What do you want the main message to be here?

I want to continue normalizing the trans spectrum of human behavior that is part of who 

we are as humans. The more we expose, historicize, and normalize, the more the general population will come around.

Paula and daughter, Rachel, 1978-1989

What’s your stories as art curators?

I have an Architecture Degree (with a minor in arts) from Univ. of Tx, Austin, and worked in Historical Preservation and Construction in the NYC area from 1987 to 2005. I became more involved in art photography in 2001, when the events of 9/11 made me prioritize what I really loved: personal photography projects and narratives. In 2010, I started working with Jeffrey Leder (Jeffrey Leder Gallery), to create open calls in all mediums. Aside from my own career as an art photographer, I’ve been involved in creating  curatorial activities, since 2016, with the LIC Arts Open, which were sometimes held at the Plaxall Gallery in LIC, Queens. When CultureLabLIC was created in 2018 at the Plaxall Gallery, I hopped on-board to create photo based exhibits and activities. We have curated nine photo-based exhibits since.

What do you think the role of art is in society?

The role of art in society is many. It teaches, it inspires debate and creativity. It also connects us to the past as well as nurtures our present.

What were some valuable moments or lessons you’ve learned in your life as curators?

I have evolved from being enthralled by technique to being enthralled by message. The message an artist imparts is important. The message can be delivered in a deliberate way, but it needs to be done effectively and without artifice. Finding that message captivates me in my work as a curator and as a photo artist.

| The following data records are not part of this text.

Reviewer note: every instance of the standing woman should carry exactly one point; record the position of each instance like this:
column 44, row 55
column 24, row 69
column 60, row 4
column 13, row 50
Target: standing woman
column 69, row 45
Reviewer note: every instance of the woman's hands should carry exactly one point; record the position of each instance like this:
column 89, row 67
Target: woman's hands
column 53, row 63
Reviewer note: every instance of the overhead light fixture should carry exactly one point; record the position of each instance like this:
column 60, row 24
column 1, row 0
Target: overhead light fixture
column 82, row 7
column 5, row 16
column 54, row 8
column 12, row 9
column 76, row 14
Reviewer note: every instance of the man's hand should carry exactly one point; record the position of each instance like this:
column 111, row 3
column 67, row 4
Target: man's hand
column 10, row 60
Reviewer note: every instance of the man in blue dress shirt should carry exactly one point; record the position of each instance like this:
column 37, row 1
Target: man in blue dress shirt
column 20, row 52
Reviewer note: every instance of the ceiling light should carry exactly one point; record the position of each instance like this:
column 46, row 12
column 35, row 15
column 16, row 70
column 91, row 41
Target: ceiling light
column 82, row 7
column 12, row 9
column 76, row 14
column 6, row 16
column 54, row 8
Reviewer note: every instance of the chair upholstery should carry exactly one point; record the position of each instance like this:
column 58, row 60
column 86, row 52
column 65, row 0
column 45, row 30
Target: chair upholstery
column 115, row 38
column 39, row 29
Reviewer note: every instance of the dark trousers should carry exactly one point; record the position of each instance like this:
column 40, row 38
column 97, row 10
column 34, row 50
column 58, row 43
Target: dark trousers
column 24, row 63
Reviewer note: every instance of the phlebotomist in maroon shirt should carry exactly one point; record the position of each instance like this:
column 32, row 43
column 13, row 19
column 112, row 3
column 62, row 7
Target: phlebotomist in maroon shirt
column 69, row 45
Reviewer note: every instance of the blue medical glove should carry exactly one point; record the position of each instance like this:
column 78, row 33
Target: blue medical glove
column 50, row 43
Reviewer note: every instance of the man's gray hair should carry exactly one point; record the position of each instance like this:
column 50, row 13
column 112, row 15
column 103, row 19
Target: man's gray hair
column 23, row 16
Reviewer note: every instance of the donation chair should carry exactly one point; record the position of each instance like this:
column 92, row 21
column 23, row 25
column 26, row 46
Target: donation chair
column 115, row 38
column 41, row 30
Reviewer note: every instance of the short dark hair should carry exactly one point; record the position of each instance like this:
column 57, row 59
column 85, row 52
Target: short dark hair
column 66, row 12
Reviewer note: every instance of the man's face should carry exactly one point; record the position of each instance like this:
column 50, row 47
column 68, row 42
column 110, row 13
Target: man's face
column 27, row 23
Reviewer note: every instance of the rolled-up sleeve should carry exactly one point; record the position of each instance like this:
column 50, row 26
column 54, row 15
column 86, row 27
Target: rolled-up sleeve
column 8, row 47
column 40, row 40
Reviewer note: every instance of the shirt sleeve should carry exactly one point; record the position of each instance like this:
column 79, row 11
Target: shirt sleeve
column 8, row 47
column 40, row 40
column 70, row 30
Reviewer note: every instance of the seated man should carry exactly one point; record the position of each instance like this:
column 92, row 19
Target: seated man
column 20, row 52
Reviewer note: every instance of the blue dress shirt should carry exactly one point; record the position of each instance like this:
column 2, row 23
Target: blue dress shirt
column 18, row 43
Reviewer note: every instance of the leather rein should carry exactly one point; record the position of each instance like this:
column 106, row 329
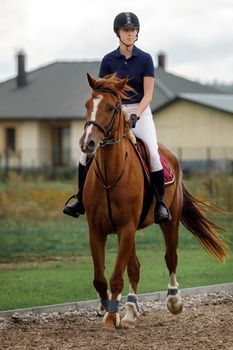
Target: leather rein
column 108, row 140
column 108, row 131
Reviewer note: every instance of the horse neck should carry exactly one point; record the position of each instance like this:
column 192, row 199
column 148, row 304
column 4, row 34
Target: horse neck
column 112, row 157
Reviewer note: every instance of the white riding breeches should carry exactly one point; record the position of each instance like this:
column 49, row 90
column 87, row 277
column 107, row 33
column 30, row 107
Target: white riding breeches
column 145, row 130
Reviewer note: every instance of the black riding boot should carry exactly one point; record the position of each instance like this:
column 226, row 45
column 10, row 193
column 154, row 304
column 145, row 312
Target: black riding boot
column 161, row 213
column 75, row 209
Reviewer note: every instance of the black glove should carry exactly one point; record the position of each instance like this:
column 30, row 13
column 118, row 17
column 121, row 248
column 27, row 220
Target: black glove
column 133, row 120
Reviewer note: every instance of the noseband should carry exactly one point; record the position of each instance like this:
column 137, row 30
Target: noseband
column 109, row 129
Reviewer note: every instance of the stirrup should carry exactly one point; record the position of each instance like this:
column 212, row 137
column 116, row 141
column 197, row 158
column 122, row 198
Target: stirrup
column 74, row 196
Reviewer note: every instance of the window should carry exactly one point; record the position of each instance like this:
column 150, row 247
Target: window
column 10, row 139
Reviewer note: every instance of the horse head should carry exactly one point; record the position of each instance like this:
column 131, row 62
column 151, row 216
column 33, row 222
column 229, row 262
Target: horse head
column 102, row 111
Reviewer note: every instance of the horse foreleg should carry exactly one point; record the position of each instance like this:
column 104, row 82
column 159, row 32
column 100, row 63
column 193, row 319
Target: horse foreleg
column 170, row 232
column 125, row 246
column 97, row 244
column 132, row 309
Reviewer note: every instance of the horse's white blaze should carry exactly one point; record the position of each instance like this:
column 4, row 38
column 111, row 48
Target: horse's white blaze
column 96, row 102
column 172, row 281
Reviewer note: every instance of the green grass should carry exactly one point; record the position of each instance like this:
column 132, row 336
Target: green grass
column 69, row 279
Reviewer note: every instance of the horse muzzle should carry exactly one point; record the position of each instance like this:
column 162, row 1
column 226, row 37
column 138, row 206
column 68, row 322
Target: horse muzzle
column 88, row 145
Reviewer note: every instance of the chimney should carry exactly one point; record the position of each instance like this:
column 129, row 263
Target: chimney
column 161, row 60
column 21, row 79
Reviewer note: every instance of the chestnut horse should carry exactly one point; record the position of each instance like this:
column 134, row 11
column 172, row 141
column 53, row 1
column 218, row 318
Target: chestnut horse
column 113, row 198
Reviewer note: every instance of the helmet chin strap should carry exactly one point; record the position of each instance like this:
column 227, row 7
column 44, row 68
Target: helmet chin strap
column 126, row 45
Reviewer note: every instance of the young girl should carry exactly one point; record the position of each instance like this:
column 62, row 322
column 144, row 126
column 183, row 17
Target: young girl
column 129, row 61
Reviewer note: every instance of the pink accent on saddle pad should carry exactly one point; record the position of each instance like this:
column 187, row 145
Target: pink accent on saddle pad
column 140, row 148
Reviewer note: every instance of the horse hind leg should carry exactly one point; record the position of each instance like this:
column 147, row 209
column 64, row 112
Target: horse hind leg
column 132, row 308
column 125, row 245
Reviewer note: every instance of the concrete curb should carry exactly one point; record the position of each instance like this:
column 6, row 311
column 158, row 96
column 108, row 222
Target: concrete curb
column 89, row 304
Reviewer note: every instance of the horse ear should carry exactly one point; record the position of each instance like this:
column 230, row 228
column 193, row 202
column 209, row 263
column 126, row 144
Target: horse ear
column 121, row 84
column 91, row 81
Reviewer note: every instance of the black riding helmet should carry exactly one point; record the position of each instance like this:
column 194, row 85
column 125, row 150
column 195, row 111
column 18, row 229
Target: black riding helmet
column 126, row 20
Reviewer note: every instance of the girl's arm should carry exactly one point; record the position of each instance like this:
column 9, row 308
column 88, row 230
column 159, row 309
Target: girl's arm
column 148, row 83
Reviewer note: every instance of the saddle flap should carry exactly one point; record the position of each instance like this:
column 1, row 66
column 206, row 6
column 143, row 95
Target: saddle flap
column 143, row 154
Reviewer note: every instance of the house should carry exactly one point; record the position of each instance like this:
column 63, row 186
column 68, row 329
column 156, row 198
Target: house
column 42, row 115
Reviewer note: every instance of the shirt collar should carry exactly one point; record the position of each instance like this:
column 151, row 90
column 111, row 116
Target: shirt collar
column 135, row 52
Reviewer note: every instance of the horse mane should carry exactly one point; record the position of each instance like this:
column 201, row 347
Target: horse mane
column 110, row 82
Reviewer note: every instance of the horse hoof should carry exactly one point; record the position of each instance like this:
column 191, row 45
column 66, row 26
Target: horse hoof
column 175, row 306
column 175, row 311
column 128, row 324
column 108, row 329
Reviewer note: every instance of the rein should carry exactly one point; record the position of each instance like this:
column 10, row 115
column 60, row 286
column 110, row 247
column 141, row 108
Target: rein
column 108, row 140
column 110, row 128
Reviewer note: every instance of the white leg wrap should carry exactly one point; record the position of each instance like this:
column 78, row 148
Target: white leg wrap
column 132, row 311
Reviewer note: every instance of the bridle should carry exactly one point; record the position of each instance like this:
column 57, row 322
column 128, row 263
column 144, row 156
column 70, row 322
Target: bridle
column 108, row 131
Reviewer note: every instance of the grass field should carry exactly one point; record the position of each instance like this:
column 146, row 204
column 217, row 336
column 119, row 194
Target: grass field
column 45, row 257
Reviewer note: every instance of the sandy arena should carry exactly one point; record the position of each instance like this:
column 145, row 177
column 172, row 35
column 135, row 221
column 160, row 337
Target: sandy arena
column 206, row 323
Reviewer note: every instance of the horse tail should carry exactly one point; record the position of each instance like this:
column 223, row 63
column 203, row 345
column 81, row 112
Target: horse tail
column 204, row 230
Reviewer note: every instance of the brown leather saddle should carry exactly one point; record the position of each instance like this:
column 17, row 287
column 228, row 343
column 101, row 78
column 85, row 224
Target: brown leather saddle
column 169, row 177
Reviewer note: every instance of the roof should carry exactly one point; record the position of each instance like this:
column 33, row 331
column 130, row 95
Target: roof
column 168, row 86
column 60, row 89
column 56, row 91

Sam, at the Asheville Graveyard, NC, 2009
John, Seattle, 2021 


How did you get in touch with Mariette and what caught your eye about her work?

I’ve been working with Mariette in her studio for almost 3 years now. During this time, I’ve become intimately familiar with her work. I’ve felt for a while now that more people should be aware of her groundbreaking photographs. Her earlier work holds a historical importance by documenting underrepresented communities and changing attitudes towards transgender people by depicting them through a kind, careful, and dignified perspective. Her continuing efforts as both an artist and advocate demonstrates the persistent need for this kind of work.

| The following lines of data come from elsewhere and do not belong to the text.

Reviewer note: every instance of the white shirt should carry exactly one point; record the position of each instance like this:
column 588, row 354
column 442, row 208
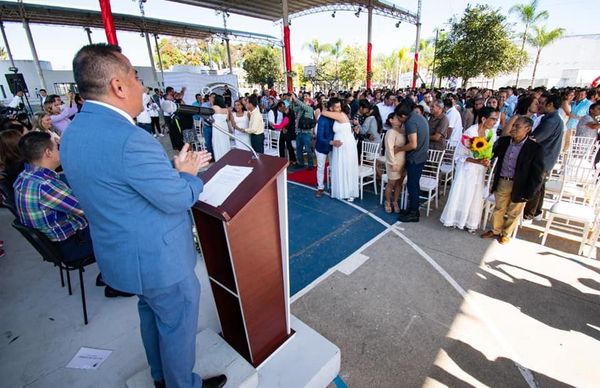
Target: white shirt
column 144, row 116
column 454, row 122
column 384, row 111
column 114, row 108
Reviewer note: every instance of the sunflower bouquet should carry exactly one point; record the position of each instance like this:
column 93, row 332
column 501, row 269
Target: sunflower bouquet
column 480, row 147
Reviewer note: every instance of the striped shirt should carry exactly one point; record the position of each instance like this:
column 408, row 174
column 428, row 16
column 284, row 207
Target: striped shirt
column 46, row 203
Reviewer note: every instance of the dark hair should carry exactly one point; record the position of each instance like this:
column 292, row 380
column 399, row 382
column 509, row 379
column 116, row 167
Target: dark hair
column 523, row 105
column 253, row 100
column 364, row 103
column 34, row 144
column 554, row 100
column 94, row 66
column 486, row 112
column 591, row 93
column 332, row 101
column 526, row 121
column 219, row 101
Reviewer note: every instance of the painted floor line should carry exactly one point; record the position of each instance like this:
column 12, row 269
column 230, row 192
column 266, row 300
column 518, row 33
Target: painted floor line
column 396, row 229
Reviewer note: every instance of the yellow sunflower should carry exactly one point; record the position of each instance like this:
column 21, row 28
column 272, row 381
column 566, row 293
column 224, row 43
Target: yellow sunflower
column 479, row 144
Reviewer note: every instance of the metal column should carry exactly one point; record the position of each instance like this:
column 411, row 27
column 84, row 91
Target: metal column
column 162, row 73
column 12, row 61
column 369, row 44
column 286, row 47
column 416, row 63
column 36, row 60
column 109, row 24
column 89, row 34
column 151, row 58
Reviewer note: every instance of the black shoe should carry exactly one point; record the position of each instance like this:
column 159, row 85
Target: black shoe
column 214, row 382
column 110, row 292
column 100, row 281
column 412, row 216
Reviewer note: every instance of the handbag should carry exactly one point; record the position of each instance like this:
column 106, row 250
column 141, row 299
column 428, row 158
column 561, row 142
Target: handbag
column 306, row 123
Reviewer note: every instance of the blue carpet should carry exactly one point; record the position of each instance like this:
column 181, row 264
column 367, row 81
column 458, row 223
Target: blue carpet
column 324, row 231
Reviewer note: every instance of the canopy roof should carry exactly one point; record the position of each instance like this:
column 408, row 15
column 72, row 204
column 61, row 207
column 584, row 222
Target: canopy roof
column 271, row 10
column 42, row 14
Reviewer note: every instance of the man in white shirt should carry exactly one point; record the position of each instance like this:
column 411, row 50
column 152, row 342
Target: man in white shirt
column 387, row 106
column 454, row 121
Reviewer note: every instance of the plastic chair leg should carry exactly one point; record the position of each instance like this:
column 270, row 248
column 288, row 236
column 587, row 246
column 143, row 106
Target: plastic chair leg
column 85, row 321
column 69, row 282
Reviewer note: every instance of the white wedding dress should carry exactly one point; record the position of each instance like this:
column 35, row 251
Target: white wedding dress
column 344, row 164
column 220, row 141
column 465, row 201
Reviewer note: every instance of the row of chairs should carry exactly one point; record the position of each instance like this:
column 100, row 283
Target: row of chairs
column 46, row 248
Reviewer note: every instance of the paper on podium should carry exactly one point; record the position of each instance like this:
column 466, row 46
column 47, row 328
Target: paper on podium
column 223, row 183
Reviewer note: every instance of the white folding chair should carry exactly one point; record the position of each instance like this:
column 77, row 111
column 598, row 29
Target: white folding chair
column 576, row 209
column 489, row 199
column 367, row 172
column 430, row 179
column 272, row 147
column 447, row 167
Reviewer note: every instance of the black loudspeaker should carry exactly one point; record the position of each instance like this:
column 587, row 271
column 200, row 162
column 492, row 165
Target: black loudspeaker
column 16, row 83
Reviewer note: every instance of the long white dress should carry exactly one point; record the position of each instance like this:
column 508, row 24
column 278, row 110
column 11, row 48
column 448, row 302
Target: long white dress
column 221, row 143
column 465, row 201
column 344, row 163
column 241, row 122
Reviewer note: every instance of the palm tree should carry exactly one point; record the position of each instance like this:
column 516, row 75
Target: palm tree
column 529, row 15
column 540, row 39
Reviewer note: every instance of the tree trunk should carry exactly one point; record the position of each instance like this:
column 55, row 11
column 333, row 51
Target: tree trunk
column 522, row 48
column 537, row 59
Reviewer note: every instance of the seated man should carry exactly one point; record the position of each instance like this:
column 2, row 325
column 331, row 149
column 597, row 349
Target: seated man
column 44, row 202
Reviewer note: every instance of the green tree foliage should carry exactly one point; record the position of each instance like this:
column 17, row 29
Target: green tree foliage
column 477, row 44
column 540, row 39
column 262, row 64
column 530, row 16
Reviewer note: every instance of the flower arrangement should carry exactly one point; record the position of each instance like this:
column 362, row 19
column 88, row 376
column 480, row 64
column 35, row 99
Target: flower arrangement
column 480, row 147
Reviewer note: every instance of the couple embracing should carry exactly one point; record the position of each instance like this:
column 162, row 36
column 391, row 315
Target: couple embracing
column 336, row 141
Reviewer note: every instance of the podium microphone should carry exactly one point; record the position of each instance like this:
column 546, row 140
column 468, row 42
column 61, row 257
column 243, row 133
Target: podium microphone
column 205, row 111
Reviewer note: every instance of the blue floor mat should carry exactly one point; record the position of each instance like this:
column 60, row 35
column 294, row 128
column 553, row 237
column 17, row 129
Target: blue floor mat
column 323, row 232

What do you want the main message to be here?

The main message of these exhibitions reflects that of Mariette’s work—an exploration into living one’s truth unabashedly. LGBTQ+ people face many challenges, particularly in this current political climate that is in many ways taking steps backwards. These exhibitions are a resistance against adversities, a deconstruction of the status quo, an investigation into relationships, and a celebration of pride. 

Carrie being made up for a house ball, Harlem, 1984 
Sunday morning during a drag ball, Harlem, 1984 

What’s your stories as art curators?

I’ve only been a curator a few times so far. I am mostly an artist myself, creating unusual, absurd, and often humorous photographic portraits of queer individuals. Over the last few years, I’ve found myself working on some curatorial projects here and there, such as jurying a few open calls and curating a few small exhibitions. 

What do you think the role of art is in society?

Art is a tool used to convey a message in a way that no other forms of language can accomplish. There is an innate response to art that transcends traditional methods of communication. What one does with this tool is up to the artist. 

What were some valuable moments or lessons you’ve learned in your life as curators?

I’ve learned that there are truly endless perspectives on the world. Even when curating a show with a specific theme or idea, there are countless different ways people interpret and express that idea.